On this date I was a young lad who had gone to bed the previous night in the East Riding and woke up in Humberside or so the powers that be like us to believe. The truth is that the River Tees is still the boundary between Yorkshire and County Durham and the River Humber is still the boundary between Yorkshire and Lincolnshire today as it has been for over 1,100.
So why the confusion? Our politicians at the time were as clever as they are today and when the counties of Yorkshire, Lincolnshire and County Durham ceased to carry out administrative functions the new areas were called counties. You could not make it up. But perhaps they were not as daft as we think, perhaps they realised our loyalties to our counties and to advance political objectives called the new administration areas counties to achieve their goals.

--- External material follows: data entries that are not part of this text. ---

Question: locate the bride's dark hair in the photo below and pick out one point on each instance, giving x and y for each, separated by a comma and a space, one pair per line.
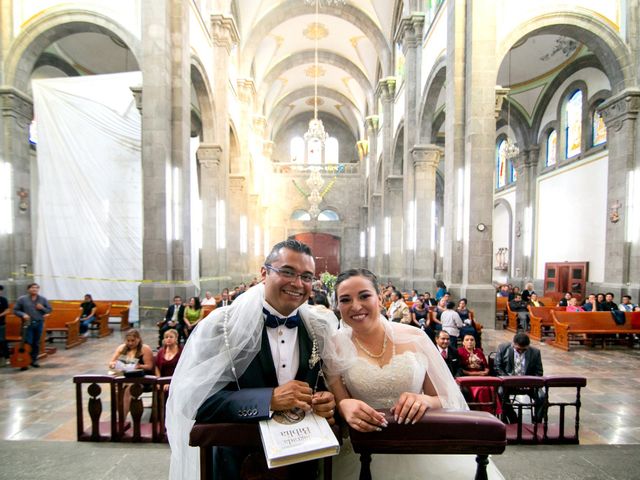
357, 272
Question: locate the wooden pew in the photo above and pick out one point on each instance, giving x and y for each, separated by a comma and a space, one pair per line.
540, 319
13, 332
438, 432
121, 308
591, 324
66, 322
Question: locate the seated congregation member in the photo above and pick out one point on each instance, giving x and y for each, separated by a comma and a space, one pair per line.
208, 299
573, 305
398, 310
474, 363
590, 304
193, 313
520, 308
533, 300
225, 299
168, 355
519, 358
452, 323
252, 356
526, 293
87, 314
174, 318
626, 305
132, 355
419, 313
609, 305
450, 354
564, 301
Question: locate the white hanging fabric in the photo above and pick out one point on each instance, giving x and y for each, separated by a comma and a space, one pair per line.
88, 236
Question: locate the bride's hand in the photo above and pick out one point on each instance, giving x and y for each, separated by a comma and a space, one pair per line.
410, 407
361, 416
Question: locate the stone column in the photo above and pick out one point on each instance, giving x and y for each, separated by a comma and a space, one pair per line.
455, 141
386, 91
425, 163
479, 146
410, 34
526, 164
165, 152
16, 254
208, 156
225, 36
622, 247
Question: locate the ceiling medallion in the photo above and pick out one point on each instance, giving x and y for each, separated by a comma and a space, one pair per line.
316, 31
315, 71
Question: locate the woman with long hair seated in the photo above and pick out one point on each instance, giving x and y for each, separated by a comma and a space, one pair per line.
388, 366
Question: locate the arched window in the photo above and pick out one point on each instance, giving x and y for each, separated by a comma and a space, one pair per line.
296, 150
328, 216
552, 142
301, 215
331, 154
501, 164
573, 126
599, 130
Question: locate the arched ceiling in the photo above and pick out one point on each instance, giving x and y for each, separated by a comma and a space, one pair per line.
277, 51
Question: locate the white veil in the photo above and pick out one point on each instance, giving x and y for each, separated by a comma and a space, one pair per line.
404, 337
211, 359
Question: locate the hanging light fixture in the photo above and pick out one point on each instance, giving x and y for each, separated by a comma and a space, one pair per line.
511, 148
316, 132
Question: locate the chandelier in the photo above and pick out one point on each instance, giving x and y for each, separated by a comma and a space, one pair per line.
511, 149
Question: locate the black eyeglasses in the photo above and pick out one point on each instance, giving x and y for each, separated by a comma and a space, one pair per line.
291, 274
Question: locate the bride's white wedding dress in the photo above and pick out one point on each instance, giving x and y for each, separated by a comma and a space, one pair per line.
380, 388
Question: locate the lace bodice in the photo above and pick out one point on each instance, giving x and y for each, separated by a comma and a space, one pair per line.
380, 387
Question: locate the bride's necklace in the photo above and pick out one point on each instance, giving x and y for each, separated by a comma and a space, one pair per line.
373, 355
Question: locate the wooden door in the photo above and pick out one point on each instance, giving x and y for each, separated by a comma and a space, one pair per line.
325, 249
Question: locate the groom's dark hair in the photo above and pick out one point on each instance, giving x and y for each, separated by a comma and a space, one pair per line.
357, 272
291, 244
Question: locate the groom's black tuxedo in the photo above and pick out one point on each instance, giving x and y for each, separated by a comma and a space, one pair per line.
251, 403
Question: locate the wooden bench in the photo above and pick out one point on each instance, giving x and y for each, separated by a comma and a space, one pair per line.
239, 435
568, 325
66, 322
438, 432
541, 321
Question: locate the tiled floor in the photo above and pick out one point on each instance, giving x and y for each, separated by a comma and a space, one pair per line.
39, 404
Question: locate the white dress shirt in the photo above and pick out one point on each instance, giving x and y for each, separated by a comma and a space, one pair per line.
285, 351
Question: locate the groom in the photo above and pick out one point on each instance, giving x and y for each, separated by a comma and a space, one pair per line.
279, 377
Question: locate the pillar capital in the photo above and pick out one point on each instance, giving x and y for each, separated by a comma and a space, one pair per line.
224, 31
137, 96
409, 32
501, 94
16, 104
619, 108
426, 155
208, 155
386, 89
246, 89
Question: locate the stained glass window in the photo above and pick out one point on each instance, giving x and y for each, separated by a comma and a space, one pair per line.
574, 124
501, 164
552, 142
599, 129
296, 149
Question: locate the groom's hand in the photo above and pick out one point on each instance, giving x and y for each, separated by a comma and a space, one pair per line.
324, 404
290, 395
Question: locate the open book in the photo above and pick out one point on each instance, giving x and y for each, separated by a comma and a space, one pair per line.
295, 436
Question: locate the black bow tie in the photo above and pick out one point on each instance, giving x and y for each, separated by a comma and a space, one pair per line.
273, 321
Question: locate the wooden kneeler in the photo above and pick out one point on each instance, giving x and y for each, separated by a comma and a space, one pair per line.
439, 432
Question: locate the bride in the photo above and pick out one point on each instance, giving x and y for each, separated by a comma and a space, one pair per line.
394, 367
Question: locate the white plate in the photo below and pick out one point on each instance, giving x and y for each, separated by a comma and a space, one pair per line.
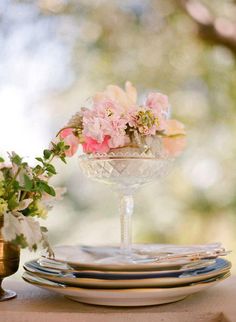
221, 266
52, 266
130, 297
150, 256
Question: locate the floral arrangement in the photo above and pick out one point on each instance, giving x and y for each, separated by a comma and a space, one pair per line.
26, 196
116, 120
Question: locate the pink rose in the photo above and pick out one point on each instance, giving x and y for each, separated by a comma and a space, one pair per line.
70, 139
92, 146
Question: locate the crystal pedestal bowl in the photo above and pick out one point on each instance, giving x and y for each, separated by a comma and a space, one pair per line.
125, 172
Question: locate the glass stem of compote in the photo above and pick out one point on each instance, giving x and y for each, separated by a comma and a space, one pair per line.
126, 212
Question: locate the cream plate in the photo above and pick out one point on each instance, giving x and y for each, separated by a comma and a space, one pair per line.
124, 297
151, 256
79, 279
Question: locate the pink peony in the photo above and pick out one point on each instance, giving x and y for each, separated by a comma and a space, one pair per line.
159, 103
124, 99
70, 139
174, 127
92, 146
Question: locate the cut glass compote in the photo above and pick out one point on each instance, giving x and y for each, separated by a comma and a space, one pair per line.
126, 170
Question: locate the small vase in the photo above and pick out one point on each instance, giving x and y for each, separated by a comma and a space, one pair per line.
9, 263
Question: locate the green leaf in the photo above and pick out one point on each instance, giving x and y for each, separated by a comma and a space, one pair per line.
63, 159
38, 169
28, 183
16, 159
48, 189
47, 154
44, 229
13, 203
50, 168
39, 159
15, 185
20, 240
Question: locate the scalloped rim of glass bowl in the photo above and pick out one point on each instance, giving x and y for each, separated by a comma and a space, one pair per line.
126, 156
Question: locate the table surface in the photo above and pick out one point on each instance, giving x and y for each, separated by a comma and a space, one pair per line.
34, 304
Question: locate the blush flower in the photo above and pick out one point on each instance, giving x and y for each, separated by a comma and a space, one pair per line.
92, 146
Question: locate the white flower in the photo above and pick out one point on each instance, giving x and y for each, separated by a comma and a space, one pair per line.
16, 224
31, 231
11, 228
24, 204
1, 176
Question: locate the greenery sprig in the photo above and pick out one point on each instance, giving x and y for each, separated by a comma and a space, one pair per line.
26, 195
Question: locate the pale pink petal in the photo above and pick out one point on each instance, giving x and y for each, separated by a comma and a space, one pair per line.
174, 127
92, 146
131, 92
65, 132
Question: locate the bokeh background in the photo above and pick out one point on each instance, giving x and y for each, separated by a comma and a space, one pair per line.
54, 54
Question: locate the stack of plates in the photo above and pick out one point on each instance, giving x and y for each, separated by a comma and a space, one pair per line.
163, 273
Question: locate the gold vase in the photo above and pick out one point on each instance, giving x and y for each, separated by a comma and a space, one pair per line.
9, 263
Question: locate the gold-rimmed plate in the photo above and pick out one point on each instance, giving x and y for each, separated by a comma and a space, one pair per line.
150, 257
123, 297
220, 267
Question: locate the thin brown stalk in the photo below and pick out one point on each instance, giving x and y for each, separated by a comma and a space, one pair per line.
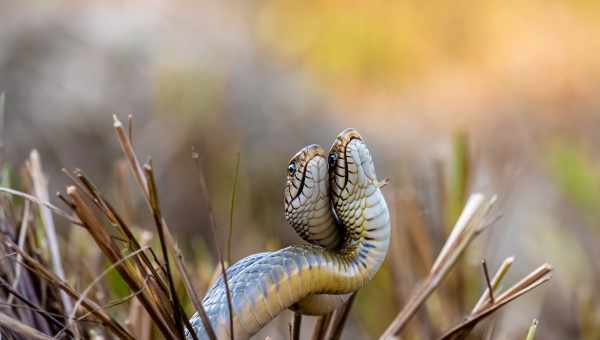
40, 188
50, 317
194, 296
21, 328
532, 330
127, 148
21, 245
500, 273
340, 318
320, 330
513, 293
469, 225
40, 202
232, 206
158, 220
114, 254
142, 180
2, 103
204, 191
86, 291
45, 274
487, 280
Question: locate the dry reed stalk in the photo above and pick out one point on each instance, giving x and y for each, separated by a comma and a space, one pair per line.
530, 282
42, 272
469, 225
21, 328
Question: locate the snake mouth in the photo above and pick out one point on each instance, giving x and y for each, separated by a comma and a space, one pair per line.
304, 157
340, 147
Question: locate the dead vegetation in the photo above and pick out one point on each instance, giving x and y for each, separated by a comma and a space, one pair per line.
45, 298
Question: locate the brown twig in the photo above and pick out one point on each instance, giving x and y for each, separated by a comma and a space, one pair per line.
340, 318
158, 220
469, 225
321, 327
232, 206
487, 280
530, 282
204, 191
21, 328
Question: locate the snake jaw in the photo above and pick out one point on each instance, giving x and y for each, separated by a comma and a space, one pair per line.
306, 198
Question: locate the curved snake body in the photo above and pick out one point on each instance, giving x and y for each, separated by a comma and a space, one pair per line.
264, 284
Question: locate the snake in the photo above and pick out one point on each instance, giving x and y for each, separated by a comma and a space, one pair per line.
335, 203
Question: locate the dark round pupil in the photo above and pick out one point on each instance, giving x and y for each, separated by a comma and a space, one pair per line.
332, 159
292, 168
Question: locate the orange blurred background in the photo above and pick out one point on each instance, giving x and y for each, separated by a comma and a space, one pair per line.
518, 80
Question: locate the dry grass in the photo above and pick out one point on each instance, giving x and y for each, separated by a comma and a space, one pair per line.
39, 302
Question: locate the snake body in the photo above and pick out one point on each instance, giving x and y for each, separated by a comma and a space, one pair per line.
338, 261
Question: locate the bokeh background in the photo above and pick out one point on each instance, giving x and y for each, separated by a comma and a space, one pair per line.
452, 97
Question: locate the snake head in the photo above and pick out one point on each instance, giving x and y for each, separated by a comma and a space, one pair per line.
350, 165
306, 197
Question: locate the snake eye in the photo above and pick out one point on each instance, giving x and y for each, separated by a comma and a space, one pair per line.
332, 159
292, 168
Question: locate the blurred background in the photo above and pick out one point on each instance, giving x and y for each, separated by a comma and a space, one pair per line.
452, 96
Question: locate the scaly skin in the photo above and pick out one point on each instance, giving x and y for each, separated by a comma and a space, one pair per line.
268, 283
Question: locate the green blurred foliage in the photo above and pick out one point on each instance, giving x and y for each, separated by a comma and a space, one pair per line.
576, 174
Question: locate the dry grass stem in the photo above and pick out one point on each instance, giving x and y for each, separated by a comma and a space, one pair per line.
532, 330
340, 317
21, 328
320, 330
530, 282
232, 206
469, 225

In 2012 I decided it was time to preserve our cultural heritage and established flags for the three Ridings and also County Durham which up to that point was the only county in the north of England without a flag.
When Yorkshire folk arrive back into Yorkshire they are amazed that we are the only county without any boundary signs. Hence I am in the process of the Yorkshire Boundary Society Project to correct this.

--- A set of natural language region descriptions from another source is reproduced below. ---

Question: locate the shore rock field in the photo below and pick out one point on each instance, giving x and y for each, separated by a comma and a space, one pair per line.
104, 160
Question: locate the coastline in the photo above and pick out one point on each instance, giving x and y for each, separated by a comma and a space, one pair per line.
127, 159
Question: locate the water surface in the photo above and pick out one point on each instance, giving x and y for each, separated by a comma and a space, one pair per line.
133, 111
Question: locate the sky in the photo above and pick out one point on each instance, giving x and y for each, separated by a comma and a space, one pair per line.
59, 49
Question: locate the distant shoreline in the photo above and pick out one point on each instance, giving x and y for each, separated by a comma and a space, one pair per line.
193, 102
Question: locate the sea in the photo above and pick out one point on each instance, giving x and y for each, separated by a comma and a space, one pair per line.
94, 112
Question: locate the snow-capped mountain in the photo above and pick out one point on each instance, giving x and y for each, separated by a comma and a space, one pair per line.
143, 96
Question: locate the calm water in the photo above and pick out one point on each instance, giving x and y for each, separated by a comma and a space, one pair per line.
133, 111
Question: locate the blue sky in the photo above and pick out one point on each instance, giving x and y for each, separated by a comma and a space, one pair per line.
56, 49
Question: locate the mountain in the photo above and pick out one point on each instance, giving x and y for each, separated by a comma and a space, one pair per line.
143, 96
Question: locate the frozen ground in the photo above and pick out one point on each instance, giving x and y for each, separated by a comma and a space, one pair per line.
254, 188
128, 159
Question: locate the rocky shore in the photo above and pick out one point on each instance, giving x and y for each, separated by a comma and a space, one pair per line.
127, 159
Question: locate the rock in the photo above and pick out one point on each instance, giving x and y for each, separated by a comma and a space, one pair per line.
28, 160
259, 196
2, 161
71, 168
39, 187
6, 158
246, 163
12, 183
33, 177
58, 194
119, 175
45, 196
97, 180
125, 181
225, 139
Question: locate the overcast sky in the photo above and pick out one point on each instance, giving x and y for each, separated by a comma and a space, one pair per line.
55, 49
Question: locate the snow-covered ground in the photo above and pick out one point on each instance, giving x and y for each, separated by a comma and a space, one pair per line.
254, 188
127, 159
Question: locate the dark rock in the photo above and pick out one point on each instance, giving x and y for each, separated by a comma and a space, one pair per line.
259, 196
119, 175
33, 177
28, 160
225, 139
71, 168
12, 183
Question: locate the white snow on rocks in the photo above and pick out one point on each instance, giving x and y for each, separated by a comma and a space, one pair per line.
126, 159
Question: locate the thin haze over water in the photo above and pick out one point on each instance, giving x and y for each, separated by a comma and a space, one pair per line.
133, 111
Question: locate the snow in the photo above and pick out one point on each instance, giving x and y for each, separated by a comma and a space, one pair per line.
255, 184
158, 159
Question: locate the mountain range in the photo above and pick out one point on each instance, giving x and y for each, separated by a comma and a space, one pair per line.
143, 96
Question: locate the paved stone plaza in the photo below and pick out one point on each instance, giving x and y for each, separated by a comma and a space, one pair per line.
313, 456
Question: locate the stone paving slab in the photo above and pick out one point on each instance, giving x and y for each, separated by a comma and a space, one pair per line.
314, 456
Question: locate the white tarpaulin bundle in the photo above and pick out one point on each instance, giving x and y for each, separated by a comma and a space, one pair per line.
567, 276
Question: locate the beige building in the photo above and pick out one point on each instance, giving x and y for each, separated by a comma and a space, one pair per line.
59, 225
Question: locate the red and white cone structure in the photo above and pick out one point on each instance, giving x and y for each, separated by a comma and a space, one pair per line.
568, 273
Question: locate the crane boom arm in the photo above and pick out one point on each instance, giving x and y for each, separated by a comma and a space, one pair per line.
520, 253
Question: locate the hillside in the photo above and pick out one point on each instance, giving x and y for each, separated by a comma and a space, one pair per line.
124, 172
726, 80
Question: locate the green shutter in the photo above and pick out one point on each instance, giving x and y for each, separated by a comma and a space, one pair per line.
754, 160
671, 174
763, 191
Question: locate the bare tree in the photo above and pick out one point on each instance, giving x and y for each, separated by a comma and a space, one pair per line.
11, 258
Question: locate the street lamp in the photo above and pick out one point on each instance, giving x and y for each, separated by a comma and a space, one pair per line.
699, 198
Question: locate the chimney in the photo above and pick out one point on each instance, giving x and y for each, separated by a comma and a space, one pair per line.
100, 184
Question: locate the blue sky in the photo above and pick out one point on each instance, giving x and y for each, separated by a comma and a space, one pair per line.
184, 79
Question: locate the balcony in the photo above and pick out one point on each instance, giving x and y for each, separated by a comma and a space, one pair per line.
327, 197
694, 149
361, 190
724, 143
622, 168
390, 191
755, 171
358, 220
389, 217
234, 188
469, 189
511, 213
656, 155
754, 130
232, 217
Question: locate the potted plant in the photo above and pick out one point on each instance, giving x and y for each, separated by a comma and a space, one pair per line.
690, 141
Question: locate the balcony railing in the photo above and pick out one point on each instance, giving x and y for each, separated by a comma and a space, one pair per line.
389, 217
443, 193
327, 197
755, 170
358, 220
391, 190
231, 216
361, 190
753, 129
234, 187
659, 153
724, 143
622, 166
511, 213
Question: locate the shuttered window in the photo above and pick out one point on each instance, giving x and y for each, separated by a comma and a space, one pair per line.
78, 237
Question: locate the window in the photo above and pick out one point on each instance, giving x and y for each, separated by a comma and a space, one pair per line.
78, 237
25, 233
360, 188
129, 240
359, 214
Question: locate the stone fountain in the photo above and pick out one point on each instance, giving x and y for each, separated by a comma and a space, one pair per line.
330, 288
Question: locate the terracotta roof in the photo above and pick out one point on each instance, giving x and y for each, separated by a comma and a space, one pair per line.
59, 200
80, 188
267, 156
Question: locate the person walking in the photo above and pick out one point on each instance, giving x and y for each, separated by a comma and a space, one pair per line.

To the north of Yorkshire Tykes are further insulted when we are welcomed to the Land of the Prince Bishops south of the River Tees. This insult is shared with County Durham folk from Sunderland, Gateshead, Darlington, Stockton-on-Tees and Hartlepool as when they leave their home they are welcomed to the Land of the Prince Bishops yet all of these places are from the Land of the Prince Bishops. This insult is the work of Durham County Council who have no understanding of their cultural heritage.
Many are confused as to the different types of counties. The following is a brief explanation:
County (“Historic”or “Ancient” or “Traditional” or “Geographical”)
One of the 92 areas of ancient origin which for centuries formed, and continue to form, a commonly agreed way of referring to the different parts of the United Kingdom for many personal, social and cultural purposes and in spheres like business and trade, tourism and sport and the delivery of mail. In England, Lincolnshire, Somerset and Yorkshire are examples, in Scotland, Fife and Argyllshire, in Wales, Glamorgan and Pembrokeshire.
One of the administrative areas defined by the Lieutenancies Act 1997 solely “for the purposes of the lieutenancies”. An area in which Lords Lieutenants exercise their functions. In England and Wales these are labelled by the 1997 Act as “counties”, in Scotland as “areas”. In England, Greater Manchester and West Midlands are examples; in Scotland, Tweeddale and Dundee; in Wales, Clwyd and Mid Glamorgan.
In England and Wales, one of the administrative areas created by the local Government Act 1972 solely “for the administration of local government” and deemed by the Act “to be known as counties”. There have been many changes to the names and areas of these since the 1972 Act. In England, Stockton-on Tees, Blackburn-with-Darwen and Rutland are current examples and in Wales, Swansea and Gwynedd. (In Scotland principal local government areas are not called counties. Example (two) are: “Dumfries and Galloway” and “Stirling and Falkirk”.)
- There are 92 counties in the UK of which 39 are in England; 6 in Northern Ireland:34 in Scotland and 13 in Wales.
- Clackmannanshire with only 48 sq miles is the smallest county.
- Yorkshire is the largest county with 6,066 sq miles.
- Huntingdonshire at Holme Fen is 3 metres below sea level and is the lowest county
- Inverness-shire on the summit of Ben Nevis is the highest county at 1,344 metres.
- Our historic counties have never been affected nor their boundaries changed by the endless shifting of local government boundaries over the past 100 years but have remained constant and are today as they have been for centuries.
- Cumbria is an administrative county not a county. Cumbria administrative area covers all or parts of the counties of Cumberland, Lancashire, Westmorland and Yorkshire.